Swing riding in pipeline battle
The new riding of Burnaby-North Seymour is both ground zero in the battle between those who are for and against pipelines, and a swing riding with voters who've traditionally fallen on opposite sides of the political spectrum.
Kinder Morgan is proposing an expansion of its Trans Mountain pipeline through Burnaby Mountain that would lay almost 1,000 kilometres of new pipe, and triple its current bitumen-carrying capacity to 890,000 barrels a day.
Meanwhile, with new riding boundaries drawn up in 2012, Burnaby-North Seymour combines the traditional NDP stronghold of Burnaby North with the traditionally Conservative eastern neighbourhoods of North Vancouver.
Green candidate surprised by alliance
Lynne Quarmby, the riding's Green Party candidate, was one of more than 100 people who were arrested in an act of civil disobedience last year, after taking part in protests against the pipeline extension on Burnaby Mountain.
She says she was surprised to hear about the alliance's recommendation to vote NDP.
"It's a little surprising that they would endorse a candidate from a party on the fence about the pipeline when there's another candidate who's really strongly opposed."
Quarmby says Canada should have a government that will stop the pipeline expansion, but questions whether strategic voting will work in Burnaby.
"As much as anyone, I want to see Harper gone," said Quarmby.
"So in that sense I understand the feeling that drives people to vote strategically, and in some ridings it might be a reliable thing to do, but in a riding like Burnaby-North Seymour, good luck with that."
NEB review criticized by Liberals, NDP
Kinder Morgan's application for the expansion is currently being reviewed by the National Energy Board.

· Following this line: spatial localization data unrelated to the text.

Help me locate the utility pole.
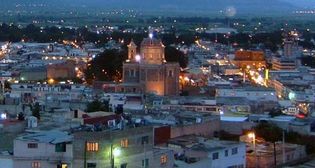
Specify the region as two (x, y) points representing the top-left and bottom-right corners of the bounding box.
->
(110, 128), (114, 168)
(144, 141), (147, 168)
(282, 130), (286, 164)
(84, 140), (87, 168)
(273, 142), (277, 167)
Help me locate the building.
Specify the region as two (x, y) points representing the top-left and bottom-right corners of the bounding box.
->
(216, 86), (277, 101)
(284, 40), (295, 57)
(232, 50), (266, 69)
(272, 57), (296, 71)
(13, 131), (73, 168)
(167, 135), (246, 168)
(72, 126), (174, 168)
(20, 67), (47, 81)
(160, 97), (219, 114)
(47, 60), (76, 79)
(122, 36), (180, 96)
(246, 142), (306, 168)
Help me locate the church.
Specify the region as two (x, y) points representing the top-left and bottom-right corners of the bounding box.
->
(121, 35), (180, 96)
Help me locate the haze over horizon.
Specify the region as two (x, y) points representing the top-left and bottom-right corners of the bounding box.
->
(1, 0), (315, 16)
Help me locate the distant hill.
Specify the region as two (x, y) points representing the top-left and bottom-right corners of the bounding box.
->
(0, 0), (298, 16)
(282, 0), (315, 8)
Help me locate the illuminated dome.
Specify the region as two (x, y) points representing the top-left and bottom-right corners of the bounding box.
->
(140, 37), (164, 47)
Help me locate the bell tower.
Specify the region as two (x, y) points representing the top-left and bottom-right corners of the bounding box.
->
(127, 40), (137, 62)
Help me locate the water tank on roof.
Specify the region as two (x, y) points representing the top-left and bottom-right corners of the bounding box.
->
(27, 116), (38, 128)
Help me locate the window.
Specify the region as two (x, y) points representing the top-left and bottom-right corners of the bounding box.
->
(141, 136), (149, 145)
(121, 163), (128, 168)
(87, 163), (96, 168)
(86, 142), (99, 152)
(225, 150), (229, 157)
(212, 152), (219, 160)
(232, 147), (238, 155)
(142, 159), (149, 168)
(32, 162), (40, 168)
(160, 155), (167, 164)
(287, 154), (290, 161)
(55, 143), (66, 152)
(57, 164), (68, 168)
(28, 143), (38, 149)
(121, 139), (128, 148)
(129, 69), (135, 77)
(168, 70), (173, 77)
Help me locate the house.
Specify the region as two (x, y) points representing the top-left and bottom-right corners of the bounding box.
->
(72, 126), (174, 168)
(167, 135), (246, 168)
(13, 131), (73, 168)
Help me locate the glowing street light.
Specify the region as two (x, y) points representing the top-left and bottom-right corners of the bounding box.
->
(48, 78), (55, 84)
(111, 146), (122, 168)
(0, 113), (7, 119)
(248, 132), (257, 168)
(149, 33), (154, 39)
(135, 54), (141, 62)
(113, 147), (121, 157)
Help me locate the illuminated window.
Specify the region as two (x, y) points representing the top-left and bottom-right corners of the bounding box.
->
(87, 142), (99, 152)
(28, 143), (38, 149)
(168, 70), (173, 77)
(160, 155), (167, 164)
(32, 162), (40, 168)
(57, 164), (68, 168)
(121, 139), (128, 148)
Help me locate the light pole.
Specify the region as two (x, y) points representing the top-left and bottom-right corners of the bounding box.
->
(282, 130), (285, 164)
(248, 132), (257, 168)
(111, 147), (121, 168)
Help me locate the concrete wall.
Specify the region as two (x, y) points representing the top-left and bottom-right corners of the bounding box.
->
(73, 149), (174, 168)
(220, 121), (256, 135)
(210, 143), (246, 168)
(171, 120), (220, 138)
(13, 140), (73, 168)
(0, 156), (13, 168)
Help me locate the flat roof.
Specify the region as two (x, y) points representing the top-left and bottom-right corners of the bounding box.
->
(220, 116), (248, 122)
(16, 131), (72, 144)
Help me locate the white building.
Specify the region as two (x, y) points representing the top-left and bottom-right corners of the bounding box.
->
(216, 87), (277, 101)
(168, 136), (246, 168)
(13, 131), (73, 168)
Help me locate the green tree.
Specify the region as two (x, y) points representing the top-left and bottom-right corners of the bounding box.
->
(84, 49), (127, 84)
(165, 46), (188, 68)
(31, 103), (41, 120)
(86, 100), (109, 112)
(254, 123), (283, 166)
(17, 112), (25, 121)
(254, 123), (282, 142)
(269, 108), (282, 117)
(4, 81), (11, 90)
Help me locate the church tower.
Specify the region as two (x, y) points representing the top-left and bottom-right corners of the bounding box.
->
(122, 36), (179, 96)
(127, 40), (137, 62)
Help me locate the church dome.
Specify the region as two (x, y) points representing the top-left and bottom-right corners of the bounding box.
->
(141, 38), (164, 47)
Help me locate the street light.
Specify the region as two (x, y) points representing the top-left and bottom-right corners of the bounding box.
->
(248, 132), (257, 168)
(113, 147), (121, 157)
(111, 146), (122, 168)
(135, 54), (141, 62)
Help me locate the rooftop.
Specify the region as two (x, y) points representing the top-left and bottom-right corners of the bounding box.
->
(16, 131), (72, 144)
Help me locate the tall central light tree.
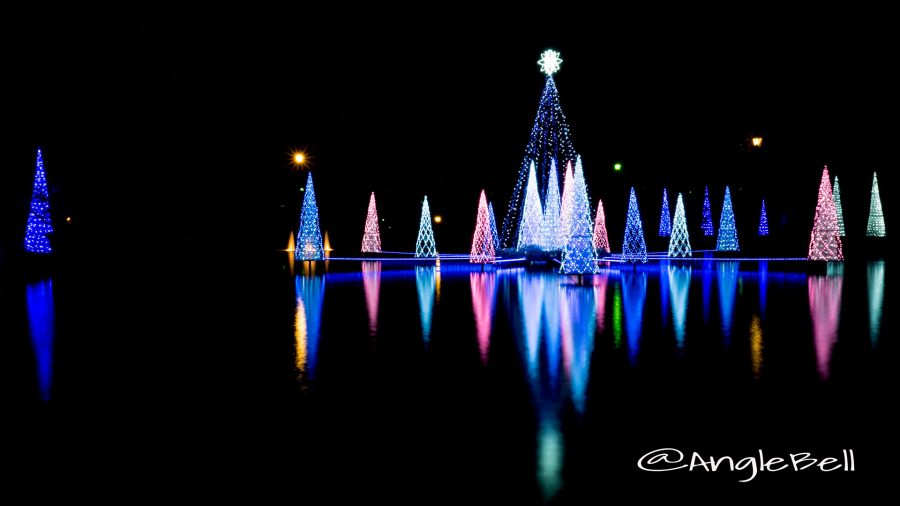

The NDP candidate in the new riding, Carol Baird Ellan, has said the current form of the energy company's application before the NEB is flawed.
Meanwhile, Terry Beech, the Liberal party candidate, has focused on changes to the NEB's environmental review process, which has been widely criticized by citizens and experts.
Conservative candidate Mike Little has said his party will not condemn projects before the review process has been completed, adding that Conservatives recognize that in a country rich with resources, jobs depend on the energy sector.
West points out the alliance is still supporting Green Party leader Elizabeth May in the riding of Saanich-Gulf Islands, but for real change in parliament, the alliance had to broaden its approach.
"I think we need to move beyond looking at one particular party, given the problems that we've got with vote splitting and an electoral system that's highly flawed."